INGRESOS POR PRESUPUESTOS MÁXIMOS (PM), Y CUENTAS POR PAGAR NO UPC A CARGO DE LAS EPS

Tomamos como pareto las mismas trece (13) EPS que aseguran predominantemente el RC o el RS, para obtener una mirada general de la situación.

Medimos los ingresos operacionales de Presupuestos Máximos y las CxPagar NO UPC (que acumulan las deudas NO POS e incluyen las de PM).

tabla ingresos y cuentas por pagar no upc EPS 1
tabla ingresos y cuentas por pagar no upc EPS 2
Fuente: Catálogos financieros EPS diciembre 2020 y marzo 2021. Cálculos propios de CONSULTORSALUD

Los hallazgos principales para los PM y las deudas NO UPC pueden resumirse de la siguiente manera:

  1. Las CxPagar NO UPC se redujeron entre diciembre de 2020 y marzo de 2021 un 18.17% pasando de $2.26 billones a $1.85 billones. En diciembre de 2019 estaban en $2,96 billones (muy buena reducción).
  2. La reducción de la cartera NO UPC en dinero para el referido primer trimestre de 2021 es de -$411 mil millones de pesos, y entre diciembre 2019 y marzo 2021 la caída de esta deuda NO UPC fue de $1,11 billones (fabuloso)
  3. Con corte a marzo de 2021 las EPS que tienen más CxPagar NO UPC en su orden son:
    1. Nueva EPS: $1.13 billones. Pese a ello Nueva EPS redujo su deuda en $388 mil millones entre diciembre de 2019 y marzo de 2021 (muy bien).
    1. Famisanar EPS: $199 mil millones. Pese a ello Famisanar EPS redujo su deuda en $234 mil millones entre diciembre de 2019 y marzo de 2021 (muy bien).
    1. Sura EPS: $112 mil millones. También Sura EPS redujo su deuda en $33 mil millones entre diciembre de 2019 y marzo de 2021 (bien).
  4. Las EPS que crecieron sus CxPagar NO UPC en el primer trimestre de 2021 fueron:
    1. Sura EPS: $38 mil millones
    1. Mutual Ser EPS: $ 4 mil millones

CONCLUSIONES PARA LAS 13 EPS RASTREADAS POR CONSULTORSALUD

  1. Las CxPagar generales del sistema empezaron a descender pasando en diciembre de 2019 de $$12,1 billones a $10,3 billones en marzo de 2021.
  2. CxPagar UPC: Cuando a las CxPagar generales le restamos las CxPagar NO UPC, obtenemos las CXPagar UPC, que quedan de la siguiente manera:
    1. $9.138.792.445.947 para diciembre de 2019
    1. $7.688.551.000.534 para diciembre de 2020
    1. $8.459.815.392.318 para marzo de 2021
  3. Las CxPagar UPC del sistema empezaron a descender:  la cartera UPC bajó (por primera vez y de manera interanual 2019-2020 en muchos años) en $1,45 billones; y volvió a subir en el primer trimestre de 2021 en $771 mil millones.
  4. Las CxPagar NO UPC se redujeron pero siguen siendo muy grandes: $1.85 billones. En diciembre de 2019 las EPS adeudaban por este concepto $2,96 billones.

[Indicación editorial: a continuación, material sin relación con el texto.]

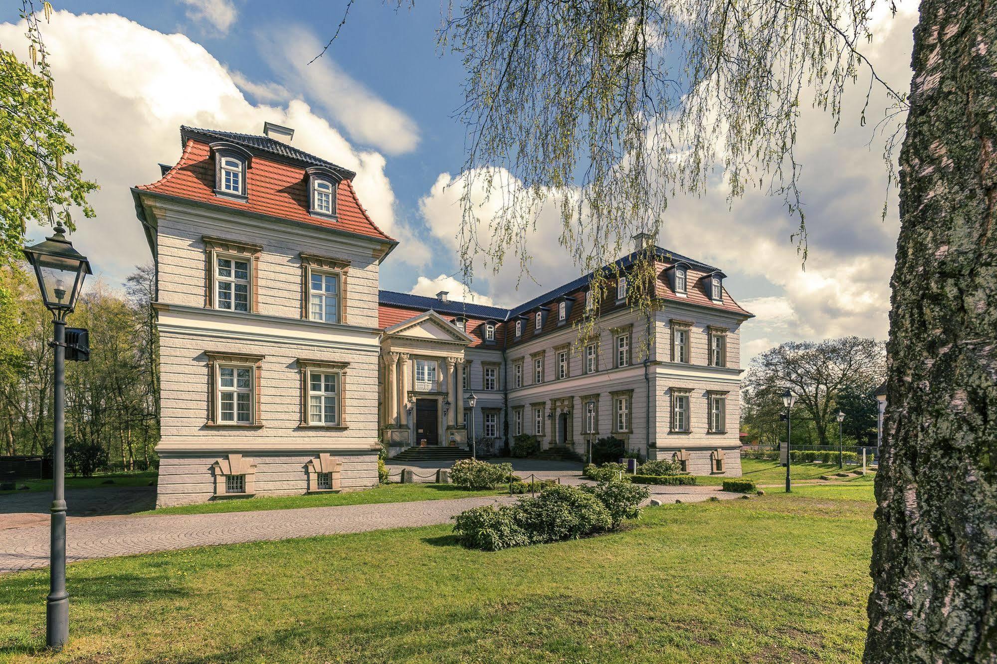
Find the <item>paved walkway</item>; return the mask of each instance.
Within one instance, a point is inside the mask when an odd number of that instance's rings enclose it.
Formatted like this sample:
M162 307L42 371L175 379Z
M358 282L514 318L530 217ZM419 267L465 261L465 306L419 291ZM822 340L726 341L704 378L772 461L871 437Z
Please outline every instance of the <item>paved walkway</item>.
M563 482L563 480L562 480ZM705 500L712 496L738 498L716 487L651 487L651 498L663 502ZM304 507L215 514L151 514L91 516L70 519L67 560L149 553L190 546L290 539L381 528L435 525L465 509L510 502L510 497L488 497ZM48 525L0 530L0 573L45 567L49 556Z

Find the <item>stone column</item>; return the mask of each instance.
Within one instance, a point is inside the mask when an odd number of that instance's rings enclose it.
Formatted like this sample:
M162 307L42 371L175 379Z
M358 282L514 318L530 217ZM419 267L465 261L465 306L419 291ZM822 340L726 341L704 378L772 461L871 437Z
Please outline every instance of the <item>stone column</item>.
M457 381L455 380L454 367L457 366L456 357L447 358L447 399L450 401L450 409L447 411L447 426L453 427L457 416Z
M397 390L398 395L396 396L396 408L399 409L399 424L403 427L409 424L409 412L406 410L405 405L409 401L409 354L399 353L399 357L402 360L402 371L399 387Z
M398 424L398 353L388 353L388 424Z

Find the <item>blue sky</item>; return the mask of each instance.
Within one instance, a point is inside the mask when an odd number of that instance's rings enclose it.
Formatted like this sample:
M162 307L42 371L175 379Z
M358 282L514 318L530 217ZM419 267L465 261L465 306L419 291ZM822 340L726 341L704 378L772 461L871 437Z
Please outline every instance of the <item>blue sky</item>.
M155 180L158 163L178 158L178 126L259 133L270 120L295 128L295 146L358 172L362 202L402 241L382 267L383 288L446 288L462 297L447 278L457 269L460 187L445 185L460 182L464 162L455 112L465 74L458 58L438 50L440 3L395 10L358 2L330 51L305 66L344 8L342 0L56 4L44 26L56 106L74 128L85 172L102 185L98 219L73 239L109 285L150 258L128 187ZM26 53L13 9L0 8L0 44ZM912 9L901 5L896 19L881 22L865 50L898 90L909 87ZM704 196L669 207L659 243L722 267L734 297L758 314L743 330L748 357L787 339L885 336L898 222L895 193L879 220L884 166L857 122L863 96L860 82L836 133L823 113L805 110L801 120L806 271L780 200L752 192L731 204L718 179ZM487 218L488 204L482 210ZM493 275L479 264L478 301L515 304L577 276L558 233L556 214L541 215L530 238L531 279L518 290L515 266Z

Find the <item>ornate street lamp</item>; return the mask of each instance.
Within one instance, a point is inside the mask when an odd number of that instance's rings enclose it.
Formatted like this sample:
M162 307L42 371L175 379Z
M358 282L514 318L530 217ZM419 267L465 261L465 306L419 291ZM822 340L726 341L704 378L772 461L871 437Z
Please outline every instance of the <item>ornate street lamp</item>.
M844 413L841 411L837 412L837 470L840 471L844 468L844 463L842 461L843 455L841 454L841 423L844 422Z
M797 403L797 395L793 394L790 388L786 388L783 393L783 406L786 407L786 493L790 493L790 438L793 436L793 425L790 422L790 415L793 413L793 405Z
M472 392L468 395L468 407L471 409L471 458L478 459L478 441L475 440L475 404L478 397Z
M42 301L52 312L55 339L55 394L52 427L52 523L49 548L49 596L46 599L45 639L62 650L69 638L69 593L66 592L66 316L73 312L83 280L93 274L87 257L73 248L61 224L44 242L26 247L24 255L35 268ZM77 346L70 346L76 358Z

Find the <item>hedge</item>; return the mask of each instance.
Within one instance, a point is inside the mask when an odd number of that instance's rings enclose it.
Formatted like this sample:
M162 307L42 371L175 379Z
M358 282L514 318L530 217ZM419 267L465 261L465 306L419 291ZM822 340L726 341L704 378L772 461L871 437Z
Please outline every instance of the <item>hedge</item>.
M631 475L630 482L638 485L667 485L670 487L686 487L696 484L694 475Z
M754 494L757 487L751 480L724 480L724 491L735 494Z

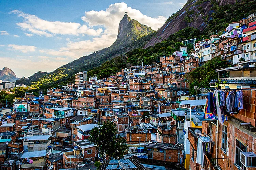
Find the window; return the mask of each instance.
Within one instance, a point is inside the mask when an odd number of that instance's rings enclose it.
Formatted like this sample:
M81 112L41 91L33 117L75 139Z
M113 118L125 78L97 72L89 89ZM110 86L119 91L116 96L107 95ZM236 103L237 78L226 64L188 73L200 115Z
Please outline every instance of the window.
M236 139L236 159L235 164L242 169L246 170L246 167L242 164L241 161L241 152L246 152L247 148L237 139Z
M228 137L228 128L226 126L222 125L222 141L221 148L226 152L227 151L227 139Z
M207 128L207 134L210 136L212 136L212 123L209 122L208 123L208 128Z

Nota Técnica: Este es el reporte financiero de las EPS. Hay que contrastarlo con el reporte que le hacen a la supersalud los prestadores. Tiene Ud. la palabra Dr. Fabio Aristizabal.

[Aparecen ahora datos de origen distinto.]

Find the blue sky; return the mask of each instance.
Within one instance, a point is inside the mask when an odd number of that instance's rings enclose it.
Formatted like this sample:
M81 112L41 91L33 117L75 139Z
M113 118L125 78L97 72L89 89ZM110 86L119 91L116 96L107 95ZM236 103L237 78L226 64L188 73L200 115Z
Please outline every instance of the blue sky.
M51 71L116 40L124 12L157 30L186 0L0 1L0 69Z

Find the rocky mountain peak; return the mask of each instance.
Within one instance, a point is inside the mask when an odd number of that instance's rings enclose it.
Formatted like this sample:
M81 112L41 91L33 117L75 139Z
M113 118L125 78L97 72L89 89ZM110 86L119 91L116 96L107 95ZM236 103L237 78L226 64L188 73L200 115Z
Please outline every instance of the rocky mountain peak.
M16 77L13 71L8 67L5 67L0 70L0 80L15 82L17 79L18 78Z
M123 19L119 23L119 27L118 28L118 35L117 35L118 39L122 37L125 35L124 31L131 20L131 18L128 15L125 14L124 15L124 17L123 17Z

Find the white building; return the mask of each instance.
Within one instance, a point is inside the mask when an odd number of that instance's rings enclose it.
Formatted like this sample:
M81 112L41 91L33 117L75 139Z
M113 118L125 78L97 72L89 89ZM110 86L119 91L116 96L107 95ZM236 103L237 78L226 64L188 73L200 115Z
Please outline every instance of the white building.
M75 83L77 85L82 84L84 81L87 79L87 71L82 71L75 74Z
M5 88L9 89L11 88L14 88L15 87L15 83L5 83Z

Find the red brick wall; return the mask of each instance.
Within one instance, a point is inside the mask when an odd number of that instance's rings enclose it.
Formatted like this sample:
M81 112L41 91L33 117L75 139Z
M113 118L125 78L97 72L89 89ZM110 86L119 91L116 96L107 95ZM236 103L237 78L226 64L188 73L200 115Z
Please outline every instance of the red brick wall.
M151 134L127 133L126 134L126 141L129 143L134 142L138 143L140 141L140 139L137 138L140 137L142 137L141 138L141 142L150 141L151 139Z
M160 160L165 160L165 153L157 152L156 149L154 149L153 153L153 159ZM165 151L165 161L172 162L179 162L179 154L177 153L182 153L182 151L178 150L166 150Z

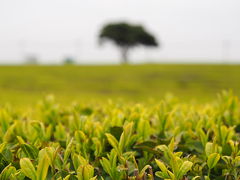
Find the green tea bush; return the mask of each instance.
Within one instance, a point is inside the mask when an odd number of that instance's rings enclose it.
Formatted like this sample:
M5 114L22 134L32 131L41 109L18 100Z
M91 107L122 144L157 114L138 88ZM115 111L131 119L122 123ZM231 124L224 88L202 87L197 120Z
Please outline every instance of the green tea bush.
M240 103L0 108L1 180L239 180Z

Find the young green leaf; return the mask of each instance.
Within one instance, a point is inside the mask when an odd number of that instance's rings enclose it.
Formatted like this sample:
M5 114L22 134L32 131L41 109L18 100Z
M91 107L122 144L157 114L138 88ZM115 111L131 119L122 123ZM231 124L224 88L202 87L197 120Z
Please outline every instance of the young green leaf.
M218 163L220 159L220 155L218 153L212 153L210 154L210 156L208 156L208 160L207 160L207 165L209 167L209 169L212 169L216 166L216 164Z
M30 159L20 159L20 167L25 176L29 177L32 180L37 180L37 173Z

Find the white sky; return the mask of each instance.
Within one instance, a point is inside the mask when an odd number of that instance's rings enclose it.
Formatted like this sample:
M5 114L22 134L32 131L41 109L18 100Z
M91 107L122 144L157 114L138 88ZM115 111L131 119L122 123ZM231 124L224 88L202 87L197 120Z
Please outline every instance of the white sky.
M240 62L239 0L0 0L0 63L35 54L43 63L117 63L103 24L143 24L162 47L136 48L133 62ZM227 60L224 60L227 59Z

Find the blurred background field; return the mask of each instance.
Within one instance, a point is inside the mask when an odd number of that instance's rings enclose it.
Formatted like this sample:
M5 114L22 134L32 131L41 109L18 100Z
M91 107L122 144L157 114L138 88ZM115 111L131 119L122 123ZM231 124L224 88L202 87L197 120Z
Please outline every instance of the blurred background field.
M240 95L239 65L148 64L121 66L1 66L0 104L31 105L48 94L58 101L206 102L221 90Z

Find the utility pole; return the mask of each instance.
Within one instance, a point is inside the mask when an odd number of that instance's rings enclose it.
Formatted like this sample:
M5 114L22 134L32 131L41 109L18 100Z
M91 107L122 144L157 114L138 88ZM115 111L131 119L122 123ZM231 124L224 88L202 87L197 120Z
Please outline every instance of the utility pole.
M222 62L223 62L223 64L229 63L230 50L231 50L231 42L229 40L223 40L222 41Z

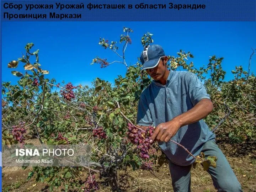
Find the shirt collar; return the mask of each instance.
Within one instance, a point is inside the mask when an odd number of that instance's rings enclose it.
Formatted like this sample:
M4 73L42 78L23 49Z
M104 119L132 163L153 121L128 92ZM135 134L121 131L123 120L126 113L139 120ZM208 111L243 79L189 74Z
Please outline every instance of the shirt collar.
M154 83L156 85L159 86L159 87L164 87L165 86L168 86L168 85L169 84L169 83L171 81L171 78L172 76L172 75L173 75L173 72L174 71L172 70L171 69L170 69L169 70L169 71L170 71L170 73L169 74L169 75L168 76L168 78L167 78L167 79L166 80L166 83L165 85L163 85L160 83L157 82L155 80L153 80L152 81L152 82Z

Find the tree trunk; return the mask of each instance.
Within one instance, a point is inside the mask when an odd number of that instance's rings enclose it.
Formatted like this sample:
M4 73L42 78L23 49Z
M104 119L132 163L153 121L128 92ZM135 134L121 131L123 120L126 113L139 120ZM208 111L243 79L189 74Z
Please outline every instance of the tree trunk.
M110 186L111 187L113 191L116 191L118 189L117 173L116 169L111 168L109 174Z

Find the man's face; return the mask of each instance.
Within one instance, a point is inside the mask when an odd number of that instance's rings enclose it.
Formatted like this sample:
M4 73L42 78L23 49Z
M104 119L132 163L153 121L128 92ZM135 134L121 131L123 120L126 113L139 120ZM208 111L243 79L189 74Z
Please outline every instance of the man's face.
M162 59L160 59L158 64L154 68L145 69L148 74L156 81L159 80L164 76L166 70L166 63L167 62L165 59L164 61L162 60Z

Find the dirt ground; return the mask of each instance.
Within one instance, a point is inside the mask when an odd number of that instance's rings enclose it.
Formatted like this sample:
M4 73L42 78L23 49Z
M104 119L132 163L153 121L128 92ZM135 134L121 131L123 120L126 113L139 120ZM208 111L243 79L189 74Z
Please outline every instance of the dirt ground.
M256 142L245 143L239 145L219 142L218 144L227 157L244 191L256 192ZM31 167L25 170L18 167L4 167L2 191L49 191L47 185L36 182L34 176L30 180L27 180L28 174L31 170ZM154 166L151 172L142 170L133 171L128 167L126 172L123 170L118 171L118 179L120 191L173 191L167 164L164 164L160 167ZM103 181L101 182L102 185L97 192L112 191L110 187L106 186ZM191 188L193 192L217 191L210 175L198 166L191 170ZM61 187L54 189L54 191L64 191L63 188ZM69 191L79 191L78 189L70 189Z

¿Y ENTONCES? AQUÍ VIENEN LAS PREGUNTAS

  1. Porqué el resultado consolidado interanual 2019-2020 general y de UPC muestra una contracción importante de la deuda, y el primer trimestre del 2021 crecimiento? Las EPS no consolidan todas sus facturas en diciembre para “cuadrar” la contabilidad? Existe algún factor epidemiológico u operacional que explique este fenómeno?
  2. La reducción de la deuda NO UPC es constante en la métrica interanual, tanto como para el primer trimestre de 2021 según las data verificada por CONSULTORSALUD: qué peso tiene en este resultado positivo la estrategia de “Punto final” y que peso los Presupuestos Máximos?
  3. Estas reducciones simétricas e interanuales de las CxP NO UPC y UPC podrían explicarse por la aplicación de nuevos mecanismos de contratación y de pago?
  4. Tienen algo que ver en estos resultados el crecimiento de la integración vertical y la expansión de las redes integrales de prestadores de servicios de salud?
  5. Son los VMR un detonante de esta nueva perspectiva financiera?
  6. La transferencia de tecnologías desde Presupuestos Máximos a con cargo a UPC, cambia el modelo de negocio pasándolo de bajo volumen/alto precio, a uno de altos volúmenes/bajo precio? Y esto es significativamente importante para observar los resultados mostrados?
  7. La siniestralidad está bajando? o los resultados positivos de las CxP UPC se deben a otros mecanismos catalizadores como capitalizaciones en las EPS?
  8. De continuar este ritmo de reducción de CxP NO UPC en aproximadamente 2,5 años esa deuda podría haberse extinguido. Estamos seguros que la “puerta de entrada” blinda esta condición? o nos falta estructurar el ingreso de biológicos y biotecnológicos y como se financiarán y quien los pagará?
  9. Vivimos solo un momento único debido al alejamiento de los pacientes por la pandemia y en el 2021 tendremos un efecto de rebote y la cartera volverá a crecer?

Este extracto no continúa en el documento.